Namundengan ancaman ekonomi global dan resiko penularan yang meluas, satu persatu stakeholder memutuskan untuk mengujicobakan vaksin Ebola mereka. Berbagai kerjasama organisasi nasional dan perusahaan farmasi dilakukan untuk mencari terapi dan vaksin. Pemberian ujicoba antibodi ZMapp terhadap pasien Ebola masih belum memberikan hasil yang memuaskan. Sementara itu fase pertama vaksin Ebola oleh NIAID/GSK juga menyisakan berbagai pertanyaan kendati dinyatakan sukses membangkitan sistem imun terhadap komponen Ebolavirus. Hasil dari ujicoba vaksin tersebut akan difollow uppada awal tahun 2015 di beberapa negara Afrika untuk mendapatkan jumlah sukarelawan lebih banyak dan gambaran respons imun penduduk setempat. Beberapa keberhasilan ini kembali menyalakan harapan akan perlawanan, walaupun perlindungan nyata terhadap Ebola mungkin masih jauh di masa depan sana.

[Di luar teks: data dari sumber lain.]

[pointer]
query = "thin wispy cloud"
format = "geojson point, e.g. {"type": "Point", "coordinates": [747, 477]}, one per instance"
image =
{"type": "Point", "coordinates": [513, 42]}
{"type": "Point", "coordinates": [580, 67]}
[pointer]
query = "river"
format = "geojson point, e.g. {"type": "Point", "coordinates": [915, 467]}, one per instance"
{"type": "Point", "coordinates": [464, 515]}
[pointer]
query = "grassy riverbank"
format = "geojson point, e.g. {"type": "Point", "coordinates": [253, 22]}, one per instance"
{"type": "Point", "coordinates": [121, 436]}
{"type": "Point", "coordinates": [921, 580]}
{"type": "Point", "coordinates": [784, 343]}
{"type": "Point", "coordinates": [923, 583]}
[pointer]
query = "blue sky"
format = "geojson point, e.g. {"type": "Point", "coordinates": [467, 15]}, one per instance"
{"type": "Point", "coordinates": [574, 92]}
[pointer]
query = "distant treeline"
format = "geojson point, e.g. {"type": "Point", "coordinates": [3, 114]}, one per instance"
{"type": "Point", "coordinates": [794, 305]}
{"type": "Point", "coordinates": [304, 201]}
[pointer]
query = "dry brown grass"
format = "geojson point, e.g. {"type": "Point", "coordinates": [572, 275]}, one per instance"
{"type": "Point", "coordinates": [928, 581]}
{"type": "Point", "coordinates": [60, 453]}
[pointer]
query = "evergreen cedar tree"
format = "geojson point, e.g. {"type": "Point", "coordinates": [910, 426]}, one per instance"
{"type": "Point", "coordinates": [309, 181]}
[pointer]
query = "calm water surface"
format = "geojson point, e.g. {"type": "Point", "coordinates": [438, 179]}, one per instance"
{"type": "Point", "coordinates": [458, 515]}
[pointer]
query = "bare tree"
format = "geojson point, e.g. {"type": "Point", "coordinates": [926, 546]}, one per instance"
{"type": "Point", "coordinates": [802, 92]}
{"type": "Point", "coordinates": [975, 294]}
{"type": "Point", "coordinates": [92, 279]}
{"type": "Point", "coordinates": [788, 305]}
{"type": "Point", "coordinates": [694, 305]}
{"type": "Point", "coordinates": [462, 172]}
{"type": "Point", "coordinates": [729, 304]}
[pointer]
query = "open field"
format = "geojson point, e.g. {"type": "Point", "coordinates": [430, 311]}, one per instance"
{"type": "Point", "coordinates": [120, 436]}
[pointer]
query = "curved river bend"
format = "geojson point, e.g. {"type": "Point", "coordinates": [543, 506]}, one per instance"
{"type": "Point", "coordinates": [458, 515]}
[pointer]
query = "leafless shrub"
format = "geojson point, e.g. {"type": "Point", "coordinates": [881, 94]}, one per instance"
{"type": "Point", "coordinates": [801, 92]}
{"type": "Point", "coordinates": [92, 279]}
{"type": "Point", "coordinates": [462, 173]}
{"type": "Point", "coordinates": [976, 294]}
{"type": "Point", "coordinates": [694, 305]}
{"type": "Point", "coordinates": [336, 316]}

Hingga detik ini, epidemi Ebola masih belum berakhir. Virus hemoragik ini masih terus mengambil nyawa walaupun lajunya berkurang dengan containment yang semakin baik. Kejadian ini membuat kita semakin mawas diri dan introspeksi: Siapkah kita apabila spesies baru lain muncul? Apakah perusahaan vaksin dan organisasi kesehatan global bersedia untuk segera menangani apabila permasalahan serupa terulang kembali? Dan terakhir, bagaimana Indonesia dan khususnya Biofarma, sebagai perusahaan vaksin satusatunya di negara ini bersiap diri untuk melindungi warganegara terhadap ancaman biosafety sekelas Ebola di masa depan nanti?